Seus filhos não lhe seguiram os passos. O menino enveredara pelo ramo da engenharia elétrica e Ana tinha verdadeira paixão bela biologia marinha. Viu seus filhos formarem suas próprias famílias e seguirem seus destinos, mas os acompanhava torcendo pela sua felicidade.

Hoje, contudo, criara coragem e retornaria àquela casa onde tivera dias felizes, mas também noites angustiantes. Girou a chave e sua cabeça também girou, trazendo-o ao passado. Nunca mais teve qualquer notícia dela. Adentrou com passos vacilantes. Um turbilhão de pensamentos passava pela sua cabeça. Pensou em voltar, mas foi firme e continuou.
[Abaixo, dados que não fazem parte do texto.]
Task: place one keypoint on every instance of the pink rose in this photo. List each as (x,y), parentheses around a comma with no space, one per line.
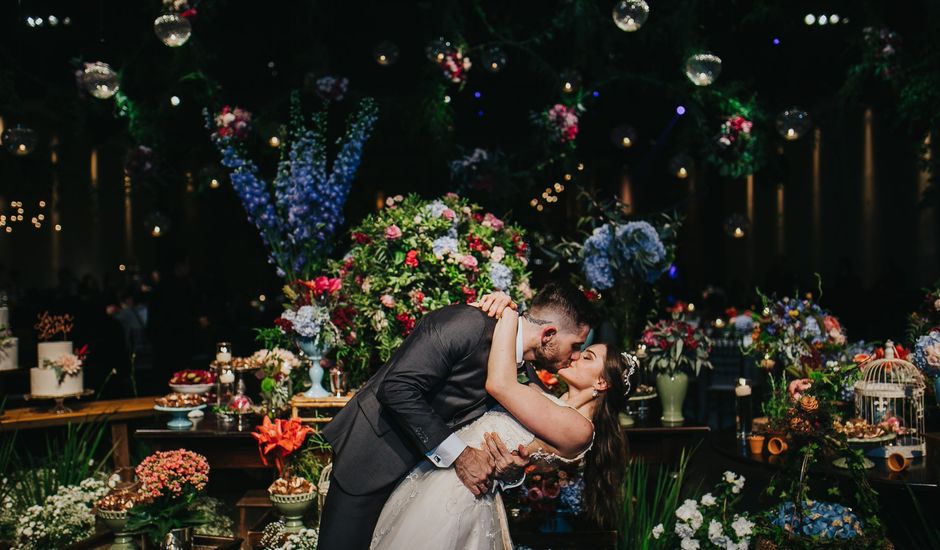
(469,262)
(392,232)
Subiu as escadas e sentiu uma emoção ádvena ao adentrar o quarto. Olhou-se num espelho que ainda estava dependurado na parede e viu um estranho, taciturno, alquebrado, encanecido, e por mais que olhava-se e se esforçava-se, não sabia a quem via.

Observou um retrato pregado na parede desbotada e abismou-se com a semelhança. Percebeu que também havia no quarto uma mesa oval, uma cadeira. Notou, triste, que sobre a mesa havia um retrato, uma foto em preto e branco de um casal abraçado. Ela lhe pareceu familiar!

Logo identificou, saudoso, aquele semblante admirável, os olhos graúdos cor de esmeralda que tanto lhe inspiravam. As recordações vieram à tona e de repente um grito lhe saiu do peito. Era de espanto! Não se reconheceu nessa fotografia.

Avivaram-se, assim, as tristes lembranças. As cicatrizes doeram de forma intensa. Sentou-se sobre a cadeira, debruçou-se sobre a mesa e chorou copiosamente.

Olhou o céu pela fresta da janela. As estrelas lá estavam. Cintilavam!